FWIW, smvoice DID give a source for the information.
It was this.....
-The Catholic World, August 1871, vol. xiii, pp. 580-89. The Catholic World reminding all Roman Catholics in the United States at the time of the First Vatican Council.
and this.......
-Vatican II. The Code of Canon Law. Coriden , et al., op. cit. Canon 212, Section 1.
When cults are studied, The Code of Canon Law and Catholic World Magazine, in addition to other RCC doctrines and deceits are covered. The CCC, the history of the RCC, the false doctrines, the heresy, Rev. Chapters 17 and 18. Yep, they’re all covered.
Yes, and we learned that the 1871 edition of Catholic World is part of his/her Bible Study Class.
Sure, part of your Bible Study Class.
Or course that’s where you found it.
yes, certainly, that’s the ticket.
Really glad you remembered where you got it from.
The whole purpose of linking to sites is to prevent copyright infringement. I don’t see that that is an issue with either of the two documents provided, no matter what the websites they were gleaned from.
It the material posted at those websites was the actual work of that website, yeah, copyright laws would be an issue, but those other websites used it as well from another source so it is not their material that they have a copyright to.
A magazine from the 1800’s is well past copyright laws and does The Code of Canon Law from Vatican II is pretty much public domain.
Hey, I understand that the comments made by both sources are an embarrassment to the Catholic church, but that doesn’t justify this kind of behavior to try to get them pulled.
YOu people are really too much. Of course, studying cults would be of no interest to the RCC. Believe as you will. I really don’t care. God knows. And He will say when you or Judith Anne stand before Him: “You THOUGHT. And you were wrong.”
THIS time people have seen the quote/link connection for themselves. Anyone should be able to live with that. Those too sensitive for the open forum should stick with the caucus threads.

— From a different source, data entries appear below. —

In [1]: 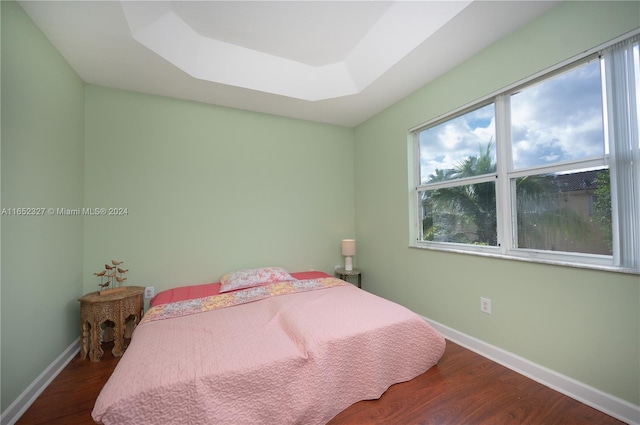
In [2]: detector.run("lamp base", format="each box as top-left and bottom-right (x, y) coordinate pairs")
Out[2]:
(344, 256), (353, 271)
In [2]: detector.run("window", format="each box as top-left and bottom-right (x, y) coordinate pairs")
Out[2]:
(417, 103), (497, 247)
(412, 34), (639, 273)
(510, 60), (610, 256)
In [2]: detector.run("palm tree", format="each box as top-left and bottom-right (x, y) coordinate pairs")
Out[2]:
(422, 143), (591, 250)
(422, 143), (496, 245)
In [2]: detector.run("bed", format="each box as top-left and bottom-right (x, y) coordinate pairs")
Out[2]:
(92, 268), (445, 425)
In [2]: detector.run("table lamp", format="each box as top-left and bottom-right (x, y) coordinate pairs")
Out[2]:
(341, 239), (356, 271)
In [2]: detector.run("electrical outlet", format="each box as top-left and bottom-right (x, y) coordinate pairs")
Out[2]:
(144, 286), (155, 299)
(480, 297), (492, 314)
(334, 265), (341, 271)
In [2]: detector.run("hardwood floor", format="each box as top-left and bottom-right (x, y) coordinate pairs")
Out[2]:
(16, 341), (625, 425)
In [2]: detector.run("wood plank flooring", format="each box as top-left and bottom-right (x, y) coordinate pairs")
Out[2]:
(16, 340), (626, 425)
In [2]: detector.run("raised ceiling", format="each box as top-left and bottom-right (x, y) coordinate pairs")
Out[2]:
(17, 1), (559, 127)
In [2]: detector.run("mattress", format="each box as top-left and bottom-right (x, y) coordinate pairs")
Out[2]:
(93, 273), (445, 425)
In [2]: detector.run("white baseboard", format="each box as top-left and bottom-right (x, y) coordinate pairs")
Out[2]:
(423, 316), (640, 425)
(1, 338), (80, 425)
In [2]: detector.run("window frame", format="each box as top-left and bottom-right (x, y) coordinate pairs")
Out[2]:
(414, 100), (500, 251)
(409, 32), (639, 274)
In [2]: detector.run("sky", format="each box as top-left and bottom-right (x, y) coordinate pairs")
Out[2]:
(418, 58), (606, 184)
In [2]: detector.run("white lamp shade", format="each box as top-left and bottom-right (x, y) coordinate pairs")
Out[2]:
(341, 239), (356, 256)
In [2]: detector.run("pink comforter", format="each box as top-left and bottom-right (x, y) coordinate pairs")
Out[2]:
(92, 280), (445, 425)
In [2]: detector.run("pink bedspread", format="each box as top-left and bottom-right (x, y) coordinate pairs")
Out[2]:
(92, 279), (445, 425)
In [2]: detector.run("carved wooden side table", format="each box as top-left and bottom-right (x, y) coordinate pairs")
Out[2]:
(79, 286), (144, 362)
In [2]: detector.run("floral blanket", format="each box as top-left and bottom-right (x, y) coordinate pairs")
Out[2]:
(141, 277), (348, 324)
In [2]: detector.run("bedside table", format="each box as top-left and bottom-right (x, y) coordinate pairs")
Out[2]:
(78, 286), (144, 362)
(335, 268), (362, 288)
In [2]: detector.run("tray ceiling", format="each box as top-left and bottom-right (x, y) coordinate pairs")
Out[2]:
(17, 1), (558, 127)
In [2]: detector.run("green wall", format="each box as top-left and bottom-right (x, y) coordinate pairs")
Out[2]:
(2, 0), (639, 417)
(2, 2), (355, 414)
(1, 0), (85, 412)
(354, 1), (640, 405)
(83, 86), (355, 294)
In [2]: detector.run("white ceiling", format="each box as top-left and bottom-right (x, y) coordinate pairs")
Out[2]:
(17, 0), (559, 127)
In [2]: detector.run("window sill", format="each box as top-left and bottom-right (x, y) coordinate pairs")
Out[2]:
(409, 244), (639, 276)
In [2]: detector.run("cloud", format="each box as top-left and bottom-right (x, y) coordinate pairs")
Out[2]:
(510, 60), (605, 169)
(419, 103), (495, 182)
(419, 59), (606, 181)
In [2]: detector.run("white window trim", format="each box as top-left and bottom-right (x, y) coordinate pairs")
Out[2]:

“Either let me set Judith Anne straight once and for all, or ban me.”
I vote for neither.
As far as “taking pleasure in the continuing accusations” I have not accused you of anything, nor would I take pleasure in doing so. That is, in itself, an ugly accusation. I forgive you.
On open threads, thin-skinned people are the disruptors, according to the RM.
I find the whole episode humorous really.
Like watching a contortionist get stuck for a couple of hours.
thanks.
Your vote doesn’t count. You are either going to stop accusing me of visiting bannned, nefarious websites and gleaning information from them, or shut up about your “opinions” of where the information came from, or PROVIDE THE SMOKING GUN. When the acknowledgments are CLEARLY spelled out, you have no excuse for your constant accusations. And the acknowledgments ARE CLEARLY SPELLED OUT. There is nothing “thin-skinned” about being accused of stealing or lying. You need God’s forgivenss, Judith Anne. On more than just this matter.
ROFLOL!!!
The fruit of Catholicism.
And they can’t figure out why people leave the Catholic church or aren’t interested in *swimming the Tiber* and coming back.
Unbelievable...
I pointed out that a google search of the first line of your quote yielded the first two results. I informed everyone. You became upset.
I forgive you.
Leave copyright investigation up to the moderators. To avoid flamewars like this in the future, if you question the source, let me know by Freepmail.
Do not badger another Freeper. That is also "making it personal."
>>>>>There is nothing thin-skinned about being accused of stealing or lying.
Sure there is. Catholics are accused all the time of idol worship, necromancy, leading people to hell, vain repetitions, and somehow we cannot answer back directly because that would be against the rules.
Surely you can handle a little google website attribution. It’s not like we said you were a cult or anything like CB says about the Catholic Church.
Amd, God bless you.
Even worse: a cult in Bible Study Class.
:)
:)
I posted before I saw the RM’s comment. No apology will be forthcoming.